Chairman of CITIC Limited
- In office 10 March 1990 – 8 April 2009
- Succeeded by: Chang Zhenming

Personal details
- Born: 31 January 1942 (age 83) Shanghai
- Spouse: Catherine Yung
- Children: 3
- Parent(s): Rong Yiren Yang Jianqing
- Occupation: Former chairman of CITIC Pacific

Chinese name
- Traditional Chinese: 榮智健
- Simplified Chinese: 荣智健

Standard Mandarin
- Hanyu Pinyin: Róng Zhìjiàn

Yue: Cantonese
- Jyutping: Yung^{4} Chi^{3}-kin^{6}

= Larry Yung =

Chinese businessman

Larry Yung Chi-kin or Rong Zhijian (榮智健; born 31 January 1942) is a Chinese businessman and the former chairman of CITIC Pacific, a Hong Kong–based conglomerate. According to Hurun Report, he was one of the wealthiest people in mainland China, with a personal net worth of US$2.9 billion as of 2013. He was in charge of CITIC Pacific when it made its first major loss in 20 years, $2 billion, due to speculation in FX accumulators. This exposed the lack of internal management controls, which subsequently resulted in a temporary suspension of CITIC Pacific shares on the Hong Kong Stock Exchange and police raids at CITIC.

==Biography==

===Early life===
Yung was born in Shanghai to businessman Rong Yiren, who later became the vice president of China during the 1990s. He graduated from Shanghai Nanyang Model High School in 1959 and went on to Tianjin University, where he majored in electronic engineering. Yung's uncle, Paul, elder brother of Yiren, died with 34 others in Hong Kong's worst air disaster on Basalt Island on 21 December 1948.

===Cultural revolution===
When the Cultural Revolution started, because of his capitalist background, Rong Yiren was exiled to Liangshan, in Sichuan, in 1966. After the turbulent years, he became associated with Deng Xiaoping and was later appointed vice-president of the People's Republic of China. His family's ties to the Chinese Communist Party earned him the nickname "the Red Capitalist." With the support of the Chinese government and its capital, son Larry moved to Hong Kong and started businesses with the Chinese government as major shareholder, becoming wealthy in the process.

===CITIC Pacific===
In 1990, Yung became chairman of CITIC Pacific, an arm of his father's company CITIC Group.

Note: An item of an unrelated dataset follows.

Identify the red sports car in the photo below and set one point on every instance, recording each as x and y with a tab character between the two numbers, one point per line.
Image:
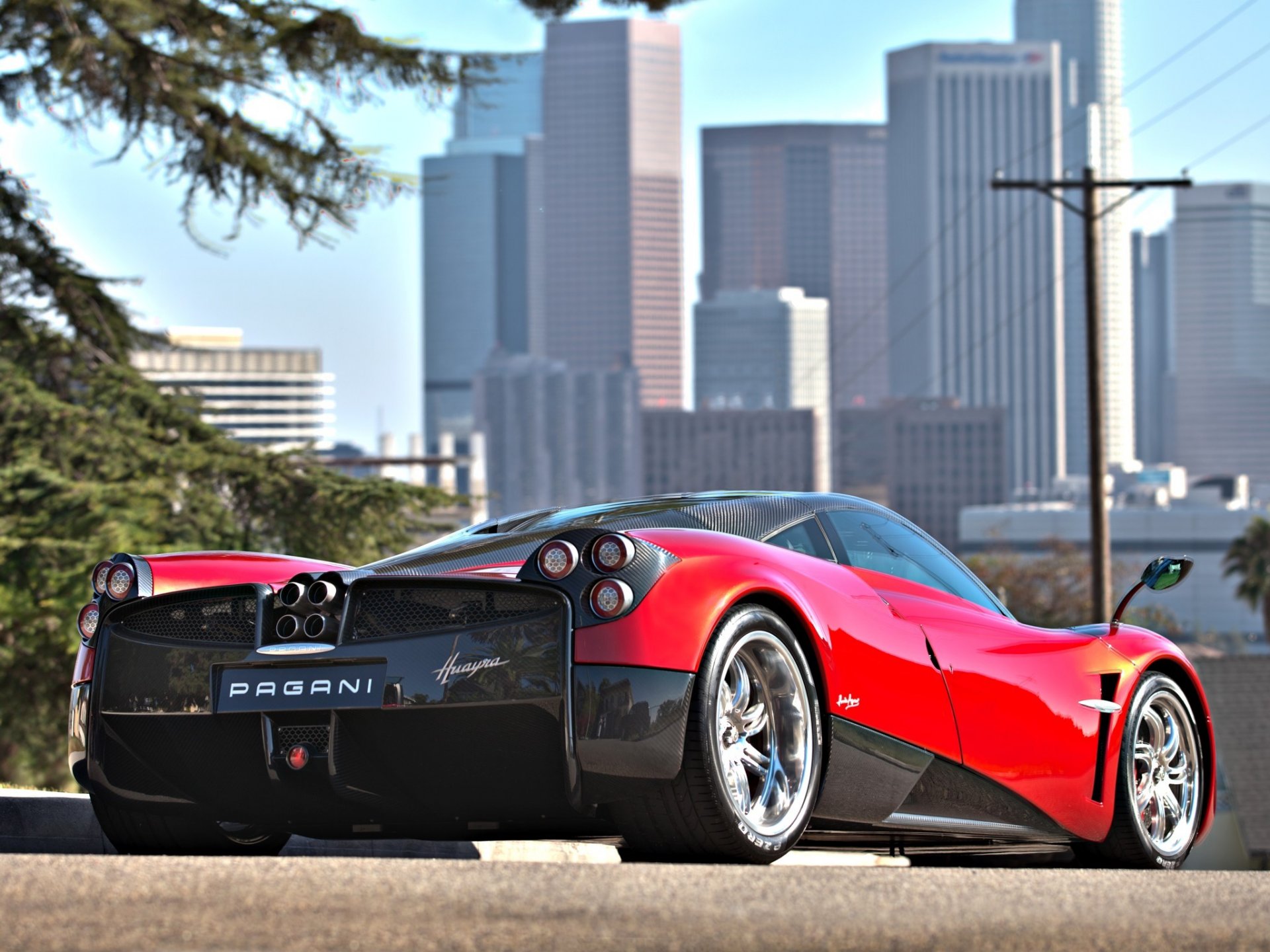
705	676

He continued his work at the company until the Foreign exchange losses controversy led to his resignation on 8 April 2009.

===Recent ventures===
In 2007, Yung was reported to have joined the ranks of real estate speculators in Shanghai with an investment of more than one billion RMB. In 2009, having left CITIC, he established Yung's Enterprise Holdings to pursue this line of business.